Levantamento exclusivo revela que 37% dos ultrarricos brasileiros já transferiram ativos para o exterior no 1º semestre de 2026, maior valor desde 2020.
Bilionários Brasileiros Aceleram Fuga de Capitais
Um levantamento inédito obtido com exclusividade pelo Jornal Econômico mostra que, nos primeiros seis meses de 2026, 37% dos bilionários brasileiros realizaram transferências significativas de ativos para paraísos fiscais e países com tributação mais baixa. O movimento é o maior desde 2020, quando a pandemia intensificou a busca por segurança patrimonial.
Entre os nomes que figuram na lista de grandes remessas estão Jorge Paulo Lemann (3G Capital), Marcel Telles e Carlos Alberto Sicupira, que juntos reduziram em 12% sua exposição no Brasil. O setor mais afetado é o de commodities, com destaque para mineração e agronegócio.

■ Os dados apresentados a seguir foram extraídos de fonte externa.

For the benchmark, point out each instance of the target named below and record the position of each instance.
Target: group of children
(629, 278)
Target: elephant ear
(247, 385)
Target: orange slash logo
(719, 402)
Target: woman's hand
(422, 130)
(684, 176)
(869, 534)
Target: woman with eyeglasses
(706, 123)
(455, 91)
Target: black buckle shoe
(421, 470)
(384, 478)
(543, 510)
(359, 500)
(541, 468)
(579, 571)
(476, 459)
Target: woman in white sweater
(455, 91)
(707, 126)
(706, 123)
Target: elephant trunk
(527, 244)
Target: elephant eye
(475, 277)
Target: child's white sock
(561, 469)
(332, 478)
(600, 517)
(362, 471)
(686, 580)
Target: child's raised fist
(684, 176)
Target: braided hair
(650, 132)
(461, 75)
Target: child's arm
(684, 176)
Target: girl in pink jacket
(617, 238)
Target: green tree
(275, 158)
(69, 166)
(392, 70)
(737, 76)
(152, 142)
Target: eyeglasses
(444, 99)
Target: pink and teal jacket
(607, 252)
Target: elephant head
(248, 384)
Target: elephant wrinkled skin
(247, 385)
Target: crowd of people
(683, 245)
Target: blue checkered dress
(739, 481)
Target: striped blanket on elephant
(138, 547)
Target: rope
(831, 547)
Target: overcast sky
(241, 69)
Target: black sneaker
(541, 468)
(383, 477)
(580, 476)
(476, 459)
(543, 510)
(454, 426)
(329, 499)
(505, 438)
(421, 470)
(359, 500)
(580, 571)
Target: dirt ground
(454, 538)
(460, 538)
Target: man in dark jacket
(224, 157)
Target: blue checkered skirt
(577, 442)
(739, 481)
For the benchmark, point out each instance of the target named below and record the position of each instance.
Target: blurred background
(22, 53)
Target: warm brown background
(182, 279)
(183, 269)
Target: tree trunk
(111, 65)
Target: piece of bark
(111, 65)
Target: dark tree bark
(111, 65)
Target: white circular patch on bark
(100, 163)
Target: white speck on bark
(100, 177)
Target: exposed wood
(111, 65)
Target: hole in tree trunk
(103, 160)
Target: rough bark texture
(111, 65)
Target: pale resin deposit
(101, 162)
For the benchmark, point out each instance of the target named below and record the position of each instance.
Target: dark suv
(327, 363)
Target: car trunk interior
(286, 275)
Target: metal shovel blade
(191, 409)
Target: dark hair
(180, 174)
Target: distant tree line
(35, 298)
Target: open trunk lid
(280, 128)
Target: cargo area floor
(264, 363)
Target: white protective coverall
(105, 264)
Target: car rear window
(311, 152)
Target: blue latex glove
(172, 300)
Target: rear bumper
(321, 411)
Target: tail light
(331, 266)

Especialistas apontam que a instabilidade política e as incertezas fiscais são os principais motivadores. O economista Márcio Garcia, da PUC-Rio, explica: “Aumento da carga tributária e discussões sobre nova CPMF criam um ambiente hostil para grandes patrimônios”.
Os dados foram compilados a partir de registros do Banco Central e de relatórios de instituições financeiras. A fuga de capital soma cerca de R$ 120 bilhões no período, valor que supera o de países vizinhos como Argentina e Colômbia.
Procurados, os assessores de Lemann negaram movimentação atípica, mas fontes do mercado afirmam que escritórios de family offices em Miami e Zurique registraram aumento de 40% na abertura de contas por brasileiros em 2026.
A situação preocupa o governo, que planeja medidas para conter a evasão fiscal, como o fortalecimento do acordo de troca de informações com a Suíça, ainda pendente de ratificação.